Hypocrisie des politiques migratoires

À bien des égards, l’accueil généreux et ouvert réservé aux Ukrainiens va à l’encontre de la manière générale dont les réfugiés sont traités en Occident. Les nouvelles politiques plus ouvertes vont de la gratuité du train pour les Ukrainiens fuyant vers l’Allemagne à la création d’emplois pour les réfugiés ukrainiens dans l’Union européenne et au Canada. Selon le ministre du travail de l’Ontario, Monte McNaughton, plus de 30 000 emplois seront offerts aux réfugiés ukrainiens entrant en Ontario.

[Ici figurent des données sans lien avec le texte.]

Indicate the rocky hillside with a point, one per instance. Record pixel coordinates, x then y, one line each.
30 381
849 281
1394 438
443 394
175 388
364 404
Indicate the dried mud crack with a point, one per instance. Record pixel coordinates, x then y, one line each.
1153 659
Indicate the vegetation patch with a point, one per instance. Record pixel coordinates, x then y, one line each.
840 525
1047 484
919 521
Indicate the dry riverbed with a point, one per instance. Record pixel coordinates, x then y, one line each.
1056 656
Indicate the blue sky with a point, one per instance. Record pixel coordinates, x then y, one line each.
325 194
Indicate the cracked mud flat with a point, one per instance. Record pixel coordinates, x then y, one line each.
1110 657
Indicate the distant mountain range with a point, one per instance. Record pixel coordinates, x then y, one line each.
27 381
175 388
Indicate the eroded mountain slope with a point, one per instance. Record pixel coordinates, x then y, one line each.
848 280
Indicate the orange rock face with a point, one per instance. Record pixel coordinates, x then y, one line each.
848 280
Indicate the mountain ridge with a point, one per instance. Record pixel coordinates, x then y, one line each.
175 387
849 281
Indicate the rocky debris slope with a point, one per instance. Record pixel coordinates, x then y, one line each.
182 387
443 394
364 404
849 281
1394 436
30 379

Bien entendu, nous sommes absolument favorables à toute mesure visant à aider ces réfugiés. Les portes doivent être grandes ouvertes pour les Ukrainiens en fuite, qui méritent notre plus grande sympathie. Mais il faut se demander pourquoi cette politique ne s’applique pas à tout le monde. En fait, le traitement des réfugiés a historiquement été tout le contraire. Dans l’UE, les réfugiés sont généralement confrontés à un taux de chômage de 22% supérieur à celui des autres types d’immigrants. Le Canada ne fait pas exception à cette hypocrisie. Depuis janvier, le Canada a accepté plus de 6000 réfugiés ukrainiens en seulement deux mois. En comparaison, seuls 8500 réfugiés afghans ont été admis dans le pays depuis août 2021, alors que le gouvernement Trudeau avait promis d’en accueillir 40 000. C’est extrêmement hypocrite compte tenu que le Canada est responsable d’avoir créé ces réfugiés par sa participation dans la destruction de l’Afghanistan durant les 13 ans d’occupation militaire impérialiste occidentale.

Le deux poids deux mesures le plus frappant est venu de la « Forteresse Europe », qui a gagné ce surnom en raison de la réponse insensible et xénophobe que des pays de l’UE comme la Pologne et la Hongrie ont donnée aux millions de réfugiés syriens, irakiens et afghans qui ont fui vers l’Europe en 2015. À l’époque, la plupart des pays, dont la Pologne et la Hongrie, ont adopté une approche agressivement anti-réfugiés. Cela a conduit à la mort de réfugiés sur des radeaux en Méditerranée, et à des dizaines de réfugiés morts dans le froid à la frontière polonaise. Pourtant, il semble que maintenant, les portes de la forteresse Europe ont été grandes ouvertes pour les réfugiés ukrainiens.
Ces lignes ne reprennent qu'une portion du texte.